Example: \(\hat{x}=x-\mathbb{E}(x)\). If we update \(b\) without accounting for \(\mathbb{E}(x)\), the next recomputed mean removes that update. So the normalization must be part of the computation graph.
Where BN is applied
For a layer pre-activation \(z = Wx + b\), the paper applies BN to \(z\) before the nonlinearity:
\[ \tilde{z} = \text{BN}(z), \quad y = \phi(\tilde{z}) \]
Some modern implementations apply BN after the activation; the key is normalizing each feature (or channel) consistently.
BatchNorm for a vector layer
For a mini-batch \(\mathcal{B} = \{x_1,\dots,x_m\}\):
\[ \mu_\mathcal{B} = \frac{1}{m}\sum_{i=1}^m x_i,\quad \sigma^2_\mathcal{B} = \frac{1}{m}\sum_{i=1}^m (x_i-\mu_\mathcal{B})^2 \]
Normalize and re-scale:
\[ \hat{x}_i = \frac{x_i-\mu_\mathcal{B}}{\sqrt{\sigma^2_\mathcal{B}+\epsilon}},\quad y_i = \gamma\hat{x}_i + \beta \]
- \(\gamma,\beta\) are learnable, so the layer can recover the original activation scale if needed.

Gradients (core idea)
BatchNorm is fully differentiable:
- \(\frac{\partial L}{\partial \hat{x}_i} = \frac{\partial L}{\partial y_i}\cdot \gamma\)
- \(\frac{\partial L}{\partial \gamma} = \sum_i \frac{\partial L}{\partial y_i}\hat{x}_i\)
- \(\frac{\partial L}{\partial \beta} = \sum_i \frac{\partial L}{\partial y_i}\)
2D BatchNorm (CNNs)
For \(x\in\mathbb{R}^{N\times C\times H\times W}\), normalize per channel:
\[ \mu_c = \frac{1}{NHW}\sum_{i,h,w} x_{i,c,h,w},\quad \sigma_c^2 = \frac{1}{NHW}\sum_{i,h,w} (x_{i,c,h,w}-\mu_c)^2 \]
\[ \hat{x}_{i,c,h,w} = \frac{x_{i,c,h,w}-\mu_c}{\sqrt{\sigma_c^2+\epsilon}},\quad y_{i,c,h,w} = \gamma_c\hat{x}_{i,c,h,w}+\beta_c \]
Training vs inference
- Training uses batch statistics.
- Inference uses running averages of mean/variance accumulated during training.
A typical update for running stats:
\[ \mu_{\text{run}} \leftarrow \rho\,\mu_{\text{run}} + (1-\rho)\,\mu_{\mathcal{B}},\quad \sigma^2_{\text{run}} \leftarrow \rho\,\sigma^2_{\text{run}} + (1-\rho)\,\sigma^2_{\mathcal{B}} \]
This makes predictions deterministic and independent of batch composition.
Effects and practical notes
- Enables larger learning rates and faster convergence.
- Acts as a form of regularization (mini-batch noise).

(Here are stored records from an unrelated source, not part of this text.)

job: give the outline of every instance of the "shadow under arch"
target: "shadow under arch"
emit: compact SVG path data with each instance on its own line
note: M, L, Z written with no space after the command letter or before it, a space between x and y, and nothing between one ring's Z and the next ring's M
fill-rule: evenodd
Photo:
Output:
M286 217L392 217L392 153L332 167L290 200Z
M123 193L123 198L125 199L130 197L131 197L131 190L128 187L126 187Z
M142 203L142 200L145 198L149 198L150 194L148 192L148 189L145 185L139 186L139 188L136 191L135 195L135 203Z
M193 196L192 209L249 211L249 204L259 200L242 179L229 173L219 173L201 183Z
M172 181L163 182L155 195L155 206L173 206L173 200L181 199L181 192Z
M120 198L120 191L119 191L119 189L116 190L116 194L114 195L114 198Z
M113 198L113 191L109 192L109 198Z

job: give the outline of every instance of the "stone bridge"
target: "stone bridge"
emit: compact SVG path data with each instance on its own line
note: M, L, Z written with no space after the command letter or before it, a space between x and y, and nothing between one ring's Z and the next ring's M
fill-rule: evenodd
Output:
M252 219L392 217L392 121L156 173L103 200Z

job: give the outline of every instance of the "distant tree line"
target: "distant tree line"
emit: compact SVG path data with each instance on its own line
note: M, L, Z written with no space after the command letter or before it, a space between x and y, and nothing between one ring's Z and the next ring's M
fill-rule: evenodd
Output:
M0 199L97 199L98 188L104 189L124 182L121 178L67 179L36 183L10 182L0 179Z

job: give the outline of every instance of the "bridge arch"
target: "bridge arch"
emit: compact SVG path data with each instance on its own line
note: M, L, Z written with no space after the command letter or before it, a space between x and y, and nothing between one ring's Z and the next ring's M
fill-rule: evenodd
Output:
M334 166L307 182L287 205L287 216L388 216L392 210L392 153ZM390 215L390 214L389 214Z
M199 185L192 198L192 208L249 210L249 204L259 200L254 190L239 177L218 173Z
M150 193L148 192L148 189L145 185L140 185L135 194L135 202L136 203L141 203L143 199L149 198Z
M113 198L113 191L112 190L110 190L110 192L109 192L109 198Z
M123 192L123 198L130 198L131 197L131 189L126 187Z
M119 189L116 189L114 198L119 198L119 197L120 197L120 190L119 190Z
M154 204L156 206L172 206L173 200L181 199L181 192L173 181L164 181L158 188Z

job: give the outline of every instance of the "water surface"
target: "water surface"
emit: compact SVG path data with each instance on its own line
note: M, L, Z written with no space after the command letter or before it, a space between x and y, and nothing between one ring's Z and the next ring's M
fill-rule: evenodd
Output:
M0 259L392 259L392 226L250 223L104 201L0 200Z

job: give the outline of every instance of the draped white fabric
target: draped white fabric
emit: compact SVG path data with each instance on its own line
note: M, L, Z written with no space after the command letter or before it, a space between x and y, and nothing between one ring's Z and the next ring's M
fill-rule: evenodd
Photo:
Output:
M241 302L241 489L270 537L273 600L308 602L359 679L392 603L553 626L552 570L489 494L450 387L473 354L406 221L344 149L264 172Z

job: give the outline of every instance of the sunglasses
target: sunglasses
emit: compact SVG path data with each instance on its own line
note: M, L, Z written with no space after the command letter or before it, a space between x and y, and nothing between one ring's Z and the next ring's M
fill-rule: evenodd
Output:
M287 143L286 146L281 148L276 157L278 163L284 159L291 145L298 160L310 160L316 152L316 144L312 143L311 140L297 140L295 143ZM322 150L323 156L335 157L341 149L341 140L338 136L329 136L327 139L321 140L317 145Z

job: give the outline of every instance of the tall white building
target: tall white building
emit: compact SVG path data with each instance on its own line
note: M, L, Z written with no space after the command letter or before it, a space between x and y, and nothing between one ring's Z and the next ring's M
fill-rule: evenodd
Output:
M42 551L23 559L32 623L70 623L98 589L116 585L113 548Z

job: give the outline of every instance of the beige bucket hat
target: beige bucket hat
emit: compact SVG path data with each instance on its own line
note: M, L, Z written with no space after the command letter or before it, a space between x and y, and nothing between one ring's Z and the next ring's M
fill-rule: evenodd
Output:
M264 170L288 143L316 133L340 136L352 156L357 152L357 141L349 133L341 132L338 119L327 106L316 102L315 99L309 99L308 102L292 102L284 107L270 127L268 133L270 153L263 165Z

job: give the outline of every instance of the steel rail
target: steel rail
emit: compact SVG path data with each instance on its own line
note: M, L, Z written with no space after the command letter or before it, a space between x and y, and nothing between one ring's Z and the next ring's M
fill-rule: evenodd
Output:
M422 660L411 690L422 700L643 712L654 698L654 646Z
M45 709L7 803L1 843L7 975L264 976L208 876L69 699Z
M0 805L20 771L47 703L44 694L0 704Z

- Reduces sensitivity to initialization.
- Improves conditioning by keeping feature scales comparable.
Takeaway. BatchNorm stabilizes activation distributions by normalizing per mini-batch and then re-introducing scale and shift. This makes deep optimization easier and faster while adding mild regularization.